President Lee Myung-bak yesterday proposed that the two Koreas establish liaison offices in Seoul and Pyongyang. U.S. Secretary of State Condoleezza Rice indicated that some sanctions on the North could be lifted before Pyongyang’s declaration of its nuclear programs is verified. That shows how determined Washington is to speed up the progress in resolving the nuclear crisis.
Lee’s proposal also shows he wants to improve inter-Korean relations, which are now entering a new phase along with the relationship between South Korea and the United States.
There is no chance that North Korea will accept Lee’s proposal. North Korea has already chosen the strategy of talking only to the United States. While it allowed the U.S. national anthem be played in its country, it did not allow the playing of the South Korean anthem.
After making a series of threats toward the South, including the launch of a missile, the North is now criticizing Lee, even calling him a “traitor.”
The Bush administration is showing unprecedented flexibility in its nuclear negotiations with the North. It is no wonder that Pyongyang has high hopes for its strategy of only talking to the United States. Tension between the two Koreas is expected to escalate for some time, while the frozen U.S.-North Korea relations will likely continue to thaw.
South Korea needs to accept that situation. As long as South Korea maintains its strong alliance with the United States, the deadlock in the inter-Korean relations is understandable.

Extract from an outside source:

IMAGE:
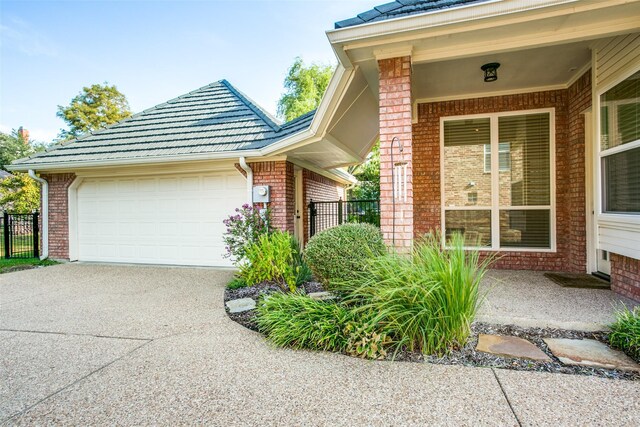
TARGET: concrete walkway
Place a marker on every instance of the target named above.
(91, 344)
(529, 299)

And yet, the most desirable condition on the Korean Peninsula is the simultaneous improvements of inter-Korean and U.S.-North Korea relations. To this end, the U.S. role in the future is critical.
As soon as Lee took office, the United States began to put a stronger emphasis on the importance of its alliance with South Korea. Rice said there is no better ally.
Taking this opportunity, Seoul must not yield to Pyongyang for unconditional reconciliation. The Lee administration must tell North Korea clearly that the road from Pyongyang to Washington must go through Seoul.
It remains to be seen whether Washington will support such a stance. Shortly after the 1994 Geneva Agreed Framework was signed, Washington put all its efforts into improving its ties with Pyongyang, even disturbing its relations with Seoul. It is time for such deep wisdom and farsighted instead from the Lee administration.